Sanitations
Access to water and sanitation are considered as basic human rights. Easier access to water and sanitation facilities is known to improve human and social capital, and it lies at the very heart of human well-being. It is rightly labelled as a “moral and ethical imperative” by Lenton and Wright
While water and sanitation have been a significant part of the national agenda since the first five-year plan of 1951, there have been serious concerns about the effectiveness of services delivered to address these issues. Incidences of diarrhoea continue unabated with 9 per cent of all children below five falling victim to this disease1 , while high infant mortality (62 deaths/1,000 live births) continues to be attributed to poor sanitation2. The sustainability of government-run arrangements is also questioned in circumstances where despite 86 per cent of the population having access to safe water3 , many habitations quickly regress from full coverage to partial/no coverage situations. Sanitation coverage at a low of 22 per cent4a major deficit, combined with poor water supply, cumulates into serious public health hazards, especially for women and children. The Planning Commission, 2002, identified the primary reason of failure as lack of beneficiary participation in planning and management, with operational responsibility being placed solely on the government. Sanitation in particular is considered to be one of the most difficult goals to achieve among the MDGs, with about 2.4 billion people worldwide lacking access to it - UN Secretary General Ban Ki-moon, 2008. Key challenges include tackling cultural and social issues of the behaviour change to ensure that toilets are not just built but are also used and maintained.
There is an emerging need to go beyond top-down notions of toilet construction and toilet coverage1. In the Marwar region, poor hygiene practices, open defecation, and minimal environmental sanitation take a major toll on public health. Such customary practices, entrenched over time, have led to deep-seated behaviours that are hard to change. With increased population, these practices have become a major cause of health hazards. Rajasthan has only 34 per cent sanitation coverage and is ranked 24th among the 28 Indian states2.. Studies conducted by JMF reveal that over 70 per cent of the health problems among school-going children in the Marwar region are due to inadequate water and poor sanitation facilities. Only 3 per cent of the rural population in Marwar has access to toilet facilities against the national average of 36.4 per cent. In order to find ways to secure people’s access to water resources for consumption and productive use as well as adequate sanitation, it is necessary to draw on innovative ideas both in terms of technological solutions and institutional frameworks.
Inspired by the WASH (Water, Sanitation and Hygiene for All) campaign, JMF has adopted a multi-pronged strategy: creating supportive arrangements for households to make decisions, promoting the demand for sanitation, initiating behavioural change, and stimulating systems of local supply and management that provide better facilities for waste disposal at the household level.

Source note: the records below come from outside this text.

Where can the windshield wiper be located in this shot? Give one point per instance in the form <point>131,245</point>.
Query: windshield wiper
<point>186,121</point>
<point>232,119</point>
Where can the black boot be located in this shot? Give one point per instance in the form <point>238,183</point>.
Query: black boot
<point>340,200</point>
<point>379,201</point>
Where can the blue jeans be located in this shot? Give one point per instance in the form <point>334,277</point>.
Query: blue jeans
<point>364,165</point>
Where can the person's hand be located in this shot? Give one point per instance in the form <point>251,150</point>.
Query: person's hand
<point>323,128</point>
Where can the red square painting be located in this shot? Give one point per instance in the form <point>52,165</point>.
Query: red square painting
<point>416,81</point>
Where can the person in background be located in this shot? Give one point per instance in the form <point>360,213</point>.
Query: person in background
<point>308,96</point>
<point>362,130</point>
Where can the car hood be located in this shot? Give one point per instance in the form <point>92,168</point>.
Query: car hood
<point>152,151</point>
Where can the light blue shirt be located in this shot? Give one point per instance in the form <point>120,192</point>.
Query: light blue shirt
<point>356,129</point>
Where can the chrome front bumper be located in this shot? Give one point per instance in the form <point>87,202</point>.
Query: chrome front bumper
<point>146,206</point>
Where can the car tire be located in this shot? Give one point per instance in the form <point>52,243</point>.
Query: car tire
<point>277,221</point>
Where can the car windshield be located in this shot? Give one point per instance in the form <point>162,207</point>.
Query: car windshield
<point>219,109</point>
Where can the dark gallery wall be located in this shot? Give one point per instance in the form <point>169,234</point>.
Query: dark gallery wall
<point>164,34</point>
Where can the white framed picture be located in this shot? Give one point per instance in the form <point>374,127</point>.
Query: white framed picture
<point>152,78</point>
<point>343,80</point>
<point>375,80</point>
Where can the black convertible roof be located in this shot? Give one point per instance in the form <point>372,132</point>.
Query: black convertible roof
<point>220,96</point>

Initially, a pilot project, supported by the Wells of India (a UK-based charity working to bring water security and dignity to the poorest communities in rural Rajasthan), was implemented in a village cluster in Jodhpur district. This project mobilized local communities and imparted momentum for the further expansion of the WASH programme, which has now been up-scaled to cover a total of nine villages. The project has three interrelated activities: revival and construction of traditional rainwater-harvesting systems to ensure availability of water, construction of sanitation facilities, and promotion of improved hygiene practices.
Community institutions formed in the nine dhanis (hamlets) across the village area were empowered through the project’s decentralized planning and implementation processes. These institutions, called Jal Sabhas, have been capacitated to develop water management systems, construct sanitation facilities, and operate systems for solid and liquid waste management. Individuals residing in a dhani approach their Jal Sabha with a request for the construction of a toilet and contribute 50 per cent of the total cost in the form of cash and/or labour. Making individual contributions serves to inculcate a sense of ownership and value, ensuring the maintenance of the facility and thereby enhancing the project’s sustainability. In addition, decentralized community-led institutions facilitate a bottom-up approach to sanitation, bringing about behavioural and attitudinal changes.
The thrust has been on creating awareness and on mobilizing communities to regard sanitation as a priority, leading individuals to take effective and appropriate action. To ensure interest in, and ownership of, toilets, households have to contribute 50 per cent of the cost of construction. More importantly, communities have been educated on the need for liquid waste management, and they are constructing household soak-pits without any financial support. The approach relies heavily on the community to trigger individual action for building sanitation facilities. The peer-pressure approach and the painting of village maps highlighting households with toilets also contribute to the collective coming together of the people. The project has enabled many communities to construct sanitary facilities, leading to improved personal hygiene and waste disposal in the area.